Princess Luna: It is fortunate that the fragment of my tantabus that lodged in Parcly's brain was small. If it was any bigger, it could have overpowered her, transforming afterwards into a creature that could regenerate its detached pieces from deep space… oh, that would be an eternal nightmare stretching even into the Crystal Empire!

On a brighter note, Parcly did harbour some guilt that was eaten away by Kino, such as the pain of studying the magic taught at my school, the darkest magic around that doesn't corrupt you. There was a twinkle in her deep purple eyes, themselves an object of anguish — forever marked this way as one of my personal disciples (before she met me, her eyes were a lighter shade of blue).

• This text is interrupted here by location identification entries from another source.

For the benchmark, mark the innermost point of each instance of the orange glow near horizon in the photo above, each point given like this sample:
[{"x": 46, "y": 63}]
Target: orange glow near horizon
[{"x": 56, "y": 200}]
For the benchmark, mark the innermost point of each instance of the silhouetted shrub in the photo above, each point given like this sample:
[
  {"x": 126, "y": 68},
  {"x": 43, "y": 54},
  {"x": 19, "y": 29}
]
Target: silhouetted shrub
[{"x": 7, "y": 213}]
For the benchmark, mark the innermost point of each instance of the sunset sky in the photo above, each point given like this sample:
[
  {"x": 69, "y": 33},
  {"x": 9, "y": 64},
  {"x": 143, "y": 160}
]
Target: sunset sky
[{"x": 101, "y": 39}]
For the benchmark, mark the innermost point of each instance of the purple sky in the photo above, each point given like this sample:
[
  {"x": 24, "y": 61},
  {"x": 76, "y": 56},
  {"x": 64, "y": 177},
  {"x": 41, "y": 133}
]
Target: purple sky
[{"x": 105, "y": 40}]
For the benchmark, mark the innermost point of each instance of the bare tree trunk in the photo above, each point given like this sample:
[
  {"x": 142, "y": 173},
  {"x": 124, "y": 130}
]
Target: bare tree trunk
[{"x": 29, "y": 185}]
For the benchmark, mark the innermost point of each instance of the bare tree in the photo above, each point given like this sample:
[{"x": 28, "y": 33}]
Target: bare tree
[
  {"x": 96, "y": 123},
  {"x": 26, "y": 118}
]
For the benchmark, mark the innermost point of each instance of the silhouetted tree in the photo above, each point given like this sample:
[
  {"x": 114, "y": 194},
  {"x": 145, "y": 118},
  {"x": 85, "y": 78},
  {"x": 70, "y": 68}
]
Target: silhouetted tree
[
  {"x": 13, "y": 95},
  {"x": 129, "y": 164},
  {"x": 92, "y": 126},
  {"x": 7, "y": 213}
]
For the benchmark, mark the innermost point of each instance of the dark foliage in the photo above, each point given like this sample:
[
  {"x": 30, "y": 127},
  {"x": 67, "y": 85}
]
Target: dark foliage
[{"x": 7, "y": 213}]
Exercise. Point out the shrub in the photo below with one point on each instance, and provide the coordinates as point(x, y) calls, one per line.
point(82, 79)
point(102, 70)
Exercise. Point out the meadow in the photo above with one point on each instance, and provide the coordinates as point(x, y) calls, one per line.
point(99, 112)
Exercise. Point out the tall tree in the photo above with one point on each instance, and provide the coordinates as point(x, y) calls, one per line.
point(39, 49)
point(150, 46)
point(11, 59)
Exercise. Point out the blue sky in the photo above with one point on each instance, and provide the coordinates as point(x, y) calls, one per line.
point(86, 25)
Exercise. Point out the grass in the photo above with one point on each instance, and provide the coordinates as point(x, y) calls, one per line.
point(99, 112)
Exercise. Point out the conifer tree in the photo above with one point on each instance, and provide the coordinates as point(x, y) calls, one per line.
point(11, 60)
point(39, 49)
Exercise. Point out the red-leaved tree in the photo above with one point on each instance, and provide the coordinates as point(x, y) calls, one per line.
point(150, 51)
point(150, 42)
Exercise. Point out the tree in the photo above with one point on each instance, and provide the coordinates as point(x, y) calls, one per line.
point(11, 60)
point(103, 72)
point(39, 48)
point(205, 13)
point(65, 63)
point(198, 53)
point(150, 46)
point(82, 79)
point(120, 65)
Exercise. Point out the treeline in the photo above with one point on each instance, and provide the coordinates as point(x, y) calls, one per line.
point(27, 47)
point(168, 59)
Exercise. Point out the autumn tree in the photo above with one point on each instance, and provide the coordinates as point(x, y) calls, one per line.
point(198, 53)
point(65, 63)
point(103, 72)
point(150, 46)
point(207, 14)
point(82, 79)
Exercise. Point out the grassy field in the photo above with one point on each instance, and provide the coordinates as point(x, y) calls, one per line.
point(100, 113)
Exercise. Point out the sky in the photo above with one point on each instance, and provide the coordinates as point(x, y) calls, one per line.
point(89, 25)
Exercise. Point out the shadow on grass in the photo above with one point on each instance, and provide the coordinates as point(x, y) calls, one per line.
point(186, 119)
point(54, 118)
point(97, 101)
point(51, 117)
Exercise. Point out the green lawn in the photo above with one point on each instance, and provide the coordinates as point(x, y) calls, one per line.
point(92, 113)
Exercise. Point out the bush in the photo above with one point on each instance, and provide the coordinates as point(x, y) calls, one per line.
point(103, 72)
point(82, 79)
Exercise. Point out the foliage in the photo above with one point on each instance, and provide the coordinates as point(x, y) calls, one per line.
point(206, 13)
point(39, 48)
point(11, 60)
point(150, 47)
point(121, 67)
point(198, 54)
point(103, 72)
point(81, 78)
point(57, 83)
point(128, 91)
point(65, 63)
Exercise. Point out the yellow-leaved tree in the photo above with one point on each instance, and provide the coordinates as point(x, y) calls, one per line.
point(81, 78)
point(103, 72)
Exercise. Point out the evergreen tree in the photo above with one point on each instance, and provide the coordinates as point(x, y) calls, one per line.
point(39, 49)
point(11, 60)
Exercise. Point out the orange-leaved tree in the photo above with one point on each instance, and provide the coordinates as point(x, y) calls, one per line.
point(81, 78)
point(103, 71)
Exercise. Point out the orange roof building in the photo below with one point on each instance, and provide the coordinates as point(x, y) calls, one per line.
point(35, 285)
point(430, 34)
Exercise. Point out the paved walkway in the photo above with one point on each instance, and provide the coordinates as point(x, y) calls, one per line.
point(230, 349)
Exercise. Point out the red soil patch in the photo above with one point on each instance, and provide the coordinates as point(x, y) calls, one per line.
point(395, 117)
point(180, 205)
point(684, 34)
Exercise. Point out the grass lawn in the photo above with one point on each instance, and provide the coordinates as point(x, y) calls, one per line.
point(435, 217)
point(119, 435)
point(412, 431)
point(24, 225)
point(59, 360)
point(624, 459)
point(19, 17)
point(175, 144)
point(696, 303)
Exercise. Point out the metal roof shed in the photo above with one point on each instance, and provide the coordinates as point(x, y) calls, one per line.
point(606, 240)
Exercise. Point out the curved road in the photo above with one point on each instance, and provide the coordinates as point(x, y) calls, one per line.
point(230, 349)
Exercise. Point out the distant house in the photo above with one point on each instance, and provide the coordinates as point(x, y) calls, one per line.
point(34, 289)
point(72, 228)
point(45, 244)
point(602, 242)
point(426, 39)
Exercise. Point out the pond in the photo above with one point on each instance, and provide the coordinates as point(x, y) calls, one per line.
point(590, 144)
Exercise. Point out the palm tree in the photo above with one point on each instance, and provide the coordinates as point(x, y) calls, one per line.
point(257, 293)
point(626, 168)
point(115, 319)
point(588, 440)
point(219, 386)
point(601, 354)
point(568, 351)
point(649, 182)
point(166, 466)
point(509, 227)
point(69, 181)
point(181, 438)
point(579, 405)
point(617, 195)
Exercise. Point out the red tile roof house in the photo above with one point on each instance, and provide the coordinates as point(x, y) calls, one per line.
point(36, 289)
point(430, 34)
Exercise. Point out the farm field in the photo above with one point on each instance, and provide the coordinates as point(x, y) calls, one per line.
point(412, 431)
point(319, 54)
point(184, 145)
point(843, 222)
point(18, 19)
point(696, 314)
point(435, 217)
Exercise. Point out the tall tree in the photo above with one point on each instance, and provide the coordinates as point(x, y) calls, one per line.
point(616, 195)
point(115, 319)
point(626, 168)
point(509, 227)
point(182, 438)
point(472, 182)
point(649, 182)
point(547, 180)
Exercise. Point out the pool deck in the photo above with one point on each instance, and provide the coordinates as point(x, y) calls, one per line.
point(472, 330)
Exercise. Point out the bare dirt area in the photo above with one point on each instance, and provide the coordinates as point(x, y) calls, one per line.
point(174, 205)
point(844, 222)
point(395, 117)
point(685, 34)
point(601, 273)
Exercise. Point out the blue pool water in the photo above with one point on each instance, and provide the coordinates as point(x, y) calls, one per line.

Parcly: Before embarking on my long-haul flight back to Canterlot, I had a walk around the streets of Ueno (上野), which is perhaps better-known for its park but which I did not visit. Instead, I admired the very small stalls that were always overflowing with customers, some of which had even less space to manoeuvre because they were parked under a raised railway track nearby. I did not eat anything, as that could destabilise my still-healing body, but Spindle got her fill of emotions and Kino got ideas for decorating my next dream.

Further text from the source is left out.